Implementing Collision

Next we’ll use collision relationships to define collision between the PlayerBall and Walls. We’ll revisit collisions in later tutorials, so keep in mind that this is only the first step in setting up our game’s collision.

When we created our PlayerBall entity in an earlier tutorial, we marked that the entity should contain a Circle object. Doing so automatically marked the Entity as using the ICollidable interface. As a reminder, the following image shows the window we used to create the PlayerBall entity:

Since our PlayerBall is an ICollidable, that means it can collide with any other ICollidable and with any shapes – like the Walls. We need to tell our game that we want the PlayerList to collide against the PlayerWalls. The easiest way to do this is to create a Collision Relationship in Glue.

To do this:

  1. Drag+drop the PlayerBallList onto the Walls in the Glue explorer.
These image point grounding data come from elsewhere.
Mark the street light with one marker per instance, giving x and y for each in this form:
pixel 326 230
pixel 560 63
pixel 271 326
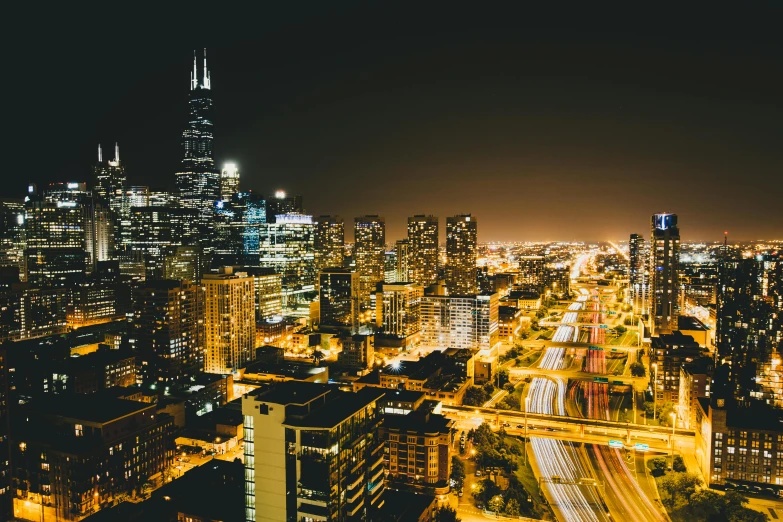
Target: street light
pixel 527 407
pixel 673 415
pixel 655 388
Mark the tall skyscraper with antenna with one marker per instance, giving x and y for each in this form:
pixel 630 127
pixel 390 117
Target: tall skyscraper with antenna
pixel 198 180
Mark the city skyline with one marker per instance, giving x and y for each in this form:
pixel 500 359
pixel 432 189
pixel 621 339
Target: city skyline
pixel 623 116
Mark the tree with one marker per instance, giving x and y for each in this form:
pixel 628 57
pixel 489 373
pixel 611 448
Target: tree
pixel 445 514
pixel 496 504
pixel 512 508
pixel 457 472
pixel 502 377
pixel 475 396
pixel 638 369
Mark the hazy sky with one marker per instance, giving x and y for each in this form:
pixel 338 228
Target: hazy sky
pixel 544 127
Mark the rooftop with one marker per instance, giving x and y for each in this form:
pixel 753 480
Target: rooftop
pixel 339 406
pixel 96 407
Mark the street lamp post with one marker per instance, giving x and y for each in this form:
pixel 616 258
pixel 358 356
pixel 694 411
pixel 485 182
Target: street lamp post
pixel 527 407
pixel 655 388
pixel 673 415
This will create a new CollisionRelationship
  2. Select the new CollisionRelationship (which will be named PlayerBallListVsWalls)
  3. Select the Collision tab
  4. Change the Collision Physics to Bounce Collision so that our PlayerBall bounces against the walls
  5. Change the PlayerBall Mass to 0. This means that the PlayerBall will behave as if it has no mass, so it will not be able to move the walls. Be sure to press Enter or Tab to save the change.

If we run the game now, the PlayerBall will collide with the walls.

We use CollisionRelationships here because they are very powerful and require no code. Just like everything else in Glue, collisions can also be managed in code. If you are interested in writing collision purely in code, see the CollideAgainstMove page.

Why doesn’t the PlayerBall Bounce?

The CollisionRelationship we created in the previous step set the Collision Physics to Bounce Collision, but if we move the PlayerBall to the wall, it doesn’t bounce. While this may seem like bounce collision is broken at first glance, the real reason is because of the way our movement has been implemented. Our code in PlayerBall sets the velocity values every frame. When the PlayerBall collides against the wall, the bounce physics sets the velocity values to simulate a bounce; however, our code in PlayerBall overwrites this velocity immediately. We will make changes in a later tutorial to our movement code so we no longer overwrite the velocity every frame, and so the bounce movement works as expected.

Conclusion

Even though the game isn’t really playable yet, we’re definitely starting to see something come together. We have a movable object and game boundaries which have solid collision. The next tutorial will dive deeper into the control of our PlayerBall Entity.